KS3 > The Reformation > MPs > Sir Robert Tyrwhitt
Robert Tyrwhitt was brought up at the royal court, and was one of the first to receive a grant of monastic lands after the dissolution of the monasteries. Between 1536 and 1547 he obtained over twenty grants of former church lands.
The selling off of monastic lands was very unpopular. Although Protestants believed the monasteries and religious houses were corrupt, they also provided hospitals, poor relief and schools. It was because people were unhappy with Tyrwhitt getting an area of former religious land in Stainfield, Lincolnshire, that helped to provoke a rebellion in 1536. That rebellion later became the Pilgrimage of Grace.

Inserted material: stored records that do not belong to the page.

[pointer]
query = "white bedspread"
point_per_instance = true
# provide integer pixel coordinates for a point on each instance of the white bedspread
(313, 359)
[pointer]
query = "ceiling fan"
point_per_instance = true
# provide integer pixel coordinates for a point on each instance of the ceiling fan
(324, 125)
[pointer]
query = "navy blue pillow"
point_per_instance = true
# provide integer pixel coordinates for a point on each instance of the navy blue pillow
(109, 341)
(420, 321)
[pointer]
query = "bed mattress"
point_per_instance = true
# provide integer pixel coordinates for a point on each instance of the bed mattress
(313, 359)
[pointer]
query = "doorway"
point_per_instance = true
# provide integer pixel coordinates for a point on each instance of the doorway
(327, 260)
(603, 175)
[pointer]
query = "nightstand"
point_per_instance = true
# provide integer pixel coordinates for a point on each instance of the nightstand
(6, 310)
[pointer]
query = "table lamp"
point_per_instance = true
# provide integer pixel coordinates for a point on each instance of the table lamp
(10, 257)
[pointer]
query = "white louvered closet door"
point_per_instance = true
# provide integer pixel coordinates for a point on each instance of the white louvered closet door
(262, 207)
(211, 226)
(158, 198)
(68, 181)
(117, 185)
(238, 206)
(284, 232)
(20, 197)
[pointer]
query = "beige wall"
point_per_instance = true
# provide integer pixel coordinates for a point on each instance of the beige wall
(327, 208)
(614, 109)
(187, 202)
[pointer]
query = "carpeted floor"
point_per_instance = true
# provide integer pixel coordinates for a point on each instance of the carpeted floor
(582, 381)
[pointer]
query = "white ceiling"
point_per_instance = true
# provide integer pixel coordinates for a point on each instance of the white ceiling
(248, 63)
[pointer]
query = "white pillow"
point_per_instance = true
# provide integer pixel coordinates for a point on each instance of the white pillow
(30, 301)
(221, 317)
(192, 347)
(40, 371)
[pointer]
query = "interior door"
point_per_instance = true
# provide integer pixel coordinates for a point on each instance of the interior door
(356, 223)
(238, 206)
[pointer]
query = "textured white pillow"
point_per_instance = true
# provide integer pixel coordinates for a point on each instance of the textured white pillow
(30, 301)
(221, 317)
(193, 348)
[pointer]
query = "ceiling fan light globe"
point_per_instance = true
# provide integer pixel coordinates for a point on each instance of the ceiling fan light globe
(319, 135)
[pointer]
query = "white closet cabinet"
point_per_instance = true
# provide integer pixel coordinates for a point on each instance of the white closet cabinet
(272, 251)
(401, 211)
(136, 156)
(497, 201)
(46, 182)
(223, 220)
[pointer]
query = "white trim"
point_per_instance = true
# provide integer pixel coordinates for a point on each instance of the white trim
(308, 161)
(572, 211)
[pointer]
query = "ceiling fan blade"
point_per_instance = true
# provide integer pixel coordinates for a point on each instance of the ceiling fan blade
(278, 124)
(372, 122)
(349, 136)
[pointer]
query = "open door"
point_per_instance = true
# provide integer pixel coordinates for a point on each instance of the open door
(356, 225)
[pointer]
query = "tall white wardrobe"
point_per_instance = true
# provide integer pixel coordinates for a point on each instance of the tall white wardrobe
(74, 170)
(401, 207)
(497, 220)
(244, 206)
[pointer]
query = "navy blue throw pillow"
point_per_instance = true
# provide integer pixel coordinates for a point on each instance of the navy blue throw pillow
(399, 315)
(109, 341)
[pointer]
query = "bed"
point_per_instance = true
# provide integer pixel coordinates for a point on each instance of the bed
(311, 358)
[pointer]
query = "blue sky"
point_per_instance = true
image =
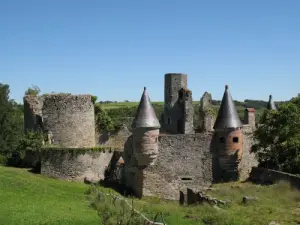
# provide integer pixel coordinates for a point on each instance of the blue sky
(113, 49)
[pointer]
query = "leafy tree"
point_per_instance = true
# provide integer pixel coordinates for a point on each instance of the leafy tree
(278, 137)
(34, 90)
(11, 123)
(94, 99)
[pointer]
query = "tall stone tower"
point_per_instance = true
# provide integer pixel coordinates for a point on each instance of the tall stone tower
(229, 138)
(145, 129)
(271, 105)
(178, 109)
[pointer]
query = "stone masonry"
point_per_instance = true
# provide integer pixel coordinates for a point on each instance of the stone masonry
(178, 117)
(68, 118)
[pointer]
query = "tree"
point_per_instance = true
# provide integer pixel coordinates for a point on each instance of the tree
(278, 137)
(94, 99)
(11, 123)
(103, 121)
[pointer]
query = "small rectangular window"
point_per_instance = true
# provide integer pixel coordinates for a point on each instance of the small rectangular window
(222, 140)
(235, 139)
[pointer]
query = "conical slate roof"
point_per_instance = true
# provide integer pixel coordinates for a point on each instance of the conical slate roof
(145, 116)
(227, 116)
(271, 105)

Tyrwhitt and his family fought against the rebels.
Tyrwhitt sat in Parliament first for his home county of Lincolnshire, in 1545, but later moved to Huntingdonshire, again buying more former church lands. Tyrwhitt and his wife were Protestants, Lady Tyrwhitt was known as a particularly devout woman. Despite this, Tyrwhitt supported Mary against Wyatt’s rebellion in Kent, 1553 and sat in the Mary I's 3rd Parliament. However, he afterwards avoided serving in Mary’s government.

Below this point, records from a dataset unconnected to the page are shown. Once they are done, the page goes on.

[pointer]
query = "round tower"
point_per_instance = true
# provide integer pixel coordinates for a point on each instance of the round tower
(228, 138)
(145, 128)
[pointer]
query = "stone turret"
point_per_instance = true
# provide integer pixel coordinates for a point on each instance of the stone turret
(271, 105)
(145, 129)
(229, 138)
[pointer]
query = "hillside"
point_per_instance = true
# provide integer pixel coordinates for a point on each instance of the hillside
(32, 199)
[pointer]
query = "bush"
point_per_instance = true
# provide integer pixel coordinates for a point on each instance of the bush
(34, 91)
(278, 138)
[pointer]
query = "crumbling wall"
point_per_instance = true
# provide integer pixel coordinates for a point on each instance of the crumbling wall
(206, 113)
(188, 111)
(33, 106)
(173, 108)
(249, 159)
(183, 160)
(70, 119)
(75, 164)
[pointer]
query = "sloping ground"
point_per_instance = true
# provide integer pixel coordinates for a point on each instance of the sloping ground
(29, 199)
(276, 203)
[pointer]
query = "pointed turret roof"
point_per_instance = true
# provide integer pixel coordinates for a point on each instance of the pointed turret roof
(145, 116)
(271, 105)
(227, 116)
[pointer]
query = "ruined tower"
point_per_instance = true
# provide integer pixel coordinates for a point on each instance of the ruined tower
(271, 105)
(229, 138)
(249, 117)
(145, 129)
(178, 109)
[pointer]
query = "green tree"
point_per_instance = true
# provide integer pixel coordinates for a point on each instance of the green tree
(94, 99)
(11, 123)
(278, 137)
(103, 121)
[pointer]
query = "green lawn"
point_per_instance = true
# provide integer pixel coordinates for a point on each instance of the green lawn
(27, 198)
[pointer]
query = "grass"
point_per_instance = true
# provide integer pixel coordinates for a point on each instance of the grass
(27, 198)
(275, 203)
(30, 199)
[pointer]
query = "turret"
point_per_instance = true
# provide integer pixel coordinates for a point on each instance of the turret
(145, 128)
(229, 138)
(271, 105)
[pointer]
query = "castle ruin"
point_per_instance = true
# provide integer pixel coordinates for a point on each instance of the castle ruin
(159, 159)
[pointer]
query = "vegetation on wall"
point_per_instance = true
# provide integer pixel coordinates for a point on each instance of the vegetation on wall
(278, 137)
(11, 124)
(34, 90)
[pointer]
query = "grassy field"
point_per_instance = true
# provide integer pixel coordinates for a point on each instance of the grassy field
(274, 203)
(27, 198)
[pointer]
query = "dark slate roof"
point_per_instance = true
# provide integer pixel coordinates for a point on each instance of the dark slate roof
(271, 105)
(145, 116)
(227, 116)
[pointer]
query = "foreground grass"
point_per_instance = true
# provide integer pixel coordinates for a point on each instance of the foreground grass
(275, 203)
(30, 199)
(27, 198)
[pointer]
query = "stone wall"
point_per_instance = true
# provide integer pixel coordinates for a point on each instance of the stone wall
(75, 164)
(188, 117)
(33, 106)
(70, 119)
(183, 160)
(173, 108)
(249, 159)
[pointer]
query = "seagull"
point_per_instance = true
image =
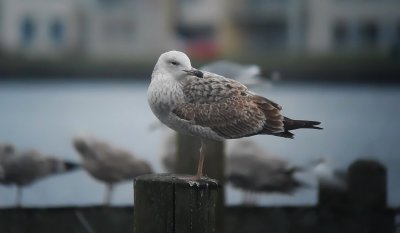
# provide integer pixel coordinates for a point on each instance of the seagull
(210, 106)
(109, 164)
(249, 75)
(25, 168)
(253, 170)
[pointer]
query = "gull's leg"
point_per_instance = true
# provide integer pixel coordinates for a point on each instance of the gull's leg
(107, 196)
(201, 161)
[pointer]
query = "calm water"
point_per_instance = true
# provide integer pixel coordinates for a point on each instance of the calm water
(358, 121)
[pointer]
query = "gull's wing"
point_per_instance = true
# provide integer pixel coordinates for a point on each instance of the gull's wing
(228, 107)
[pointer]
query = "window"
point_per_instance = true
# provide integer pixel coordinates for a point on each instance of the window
(340, 34)
(57, 31)
(369, 34)
(27, 31)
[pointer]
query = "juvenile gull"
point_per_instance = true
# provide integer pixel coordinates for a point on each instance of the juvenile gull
(109, 164)
(246, 74)
(24, 168)
(210, 106)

After sitting in Elizabeth I’s First Parliament, he lived quietly in Huntingdonshire, holding local office and was ‘earnest in religion’. He died on 10 May 1572.

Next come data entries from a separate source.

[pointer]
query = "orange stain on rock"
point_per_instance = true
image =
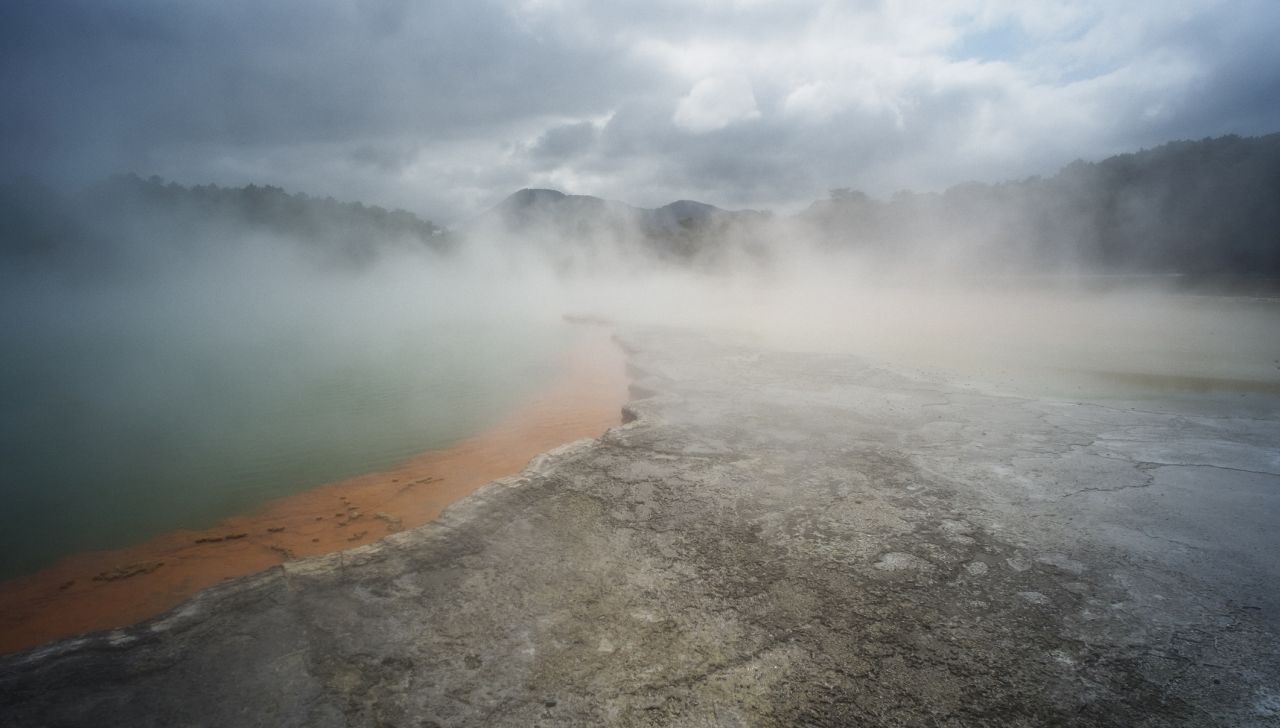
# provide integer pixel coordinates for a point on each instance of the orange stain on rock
(103, 590)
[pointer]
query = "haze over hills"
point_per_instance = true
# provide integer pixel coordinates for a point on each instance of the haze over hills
(1198, 209)
(574, 229)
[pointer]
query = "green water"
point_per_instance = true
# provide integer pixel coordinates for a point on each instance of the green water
(122, 422)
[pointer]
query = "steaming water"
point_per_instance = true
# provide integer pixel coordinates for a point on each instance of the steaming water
(113, 433)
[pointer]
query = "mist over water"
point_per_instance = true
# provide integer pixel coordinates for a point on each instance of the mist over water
(191, 353)
(144, 403)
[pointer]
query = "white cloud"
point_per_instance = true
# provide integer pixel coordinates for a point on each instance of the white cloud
(748, 102)
(716, 102)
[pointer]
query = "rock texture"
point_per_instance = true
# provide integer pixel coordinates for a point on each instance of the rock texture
(775, 539)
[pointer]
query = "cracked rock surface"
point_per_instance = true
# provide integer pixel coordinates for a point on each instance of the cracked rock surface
(775, 539)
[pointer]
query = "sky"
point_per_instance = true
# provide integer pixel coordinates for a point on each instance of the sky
(444, 108)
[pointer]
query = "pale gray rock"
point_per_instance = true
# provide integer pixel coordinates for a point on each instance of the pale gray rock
(775, 539)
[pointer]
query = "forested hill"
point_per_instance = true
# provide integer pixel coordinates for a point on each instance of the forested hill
(124, 219)
(1206, 207)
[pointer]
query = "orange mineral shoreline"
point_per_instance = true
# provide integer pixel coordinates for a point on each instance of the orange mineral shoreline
(103, 590)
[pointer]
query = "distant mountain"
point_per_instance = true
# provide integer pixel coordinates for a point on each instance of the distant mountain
(126, 219)
(576, 227)
(1205, 209)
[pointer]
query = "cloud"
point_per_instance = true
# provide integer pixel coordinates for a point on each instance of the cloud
(446, 108)
(716, 102)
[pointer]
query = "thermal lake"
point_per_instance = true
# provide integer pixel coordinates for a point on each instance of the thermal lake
(122, 420)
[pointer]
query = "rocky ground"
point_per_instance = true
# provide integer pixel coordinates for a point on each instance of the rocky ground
(776, 539)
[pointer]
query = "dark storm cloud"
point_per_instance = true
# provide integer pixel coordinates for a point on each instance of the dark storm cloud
(447, 106)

Memorial to Sir Robert Tyrwhitt & wife, All Saints' Church, Bigby, Lincolnshire
(Photograph © Julian P Guffogg)
Sir Robert Tyrwhitt
Tyrwhitt’s wife was the cousin of Henry VIII’s sixth wife, Catherine Parr. Tyrwhitt and his wife were sent as overseers to Princess Elizabeth (who would later be Queen) after Catherine’s death and had to question Elizabeth about her relationship with her stepfather, Thomas Seymour. Elizabeth never forgave them for this!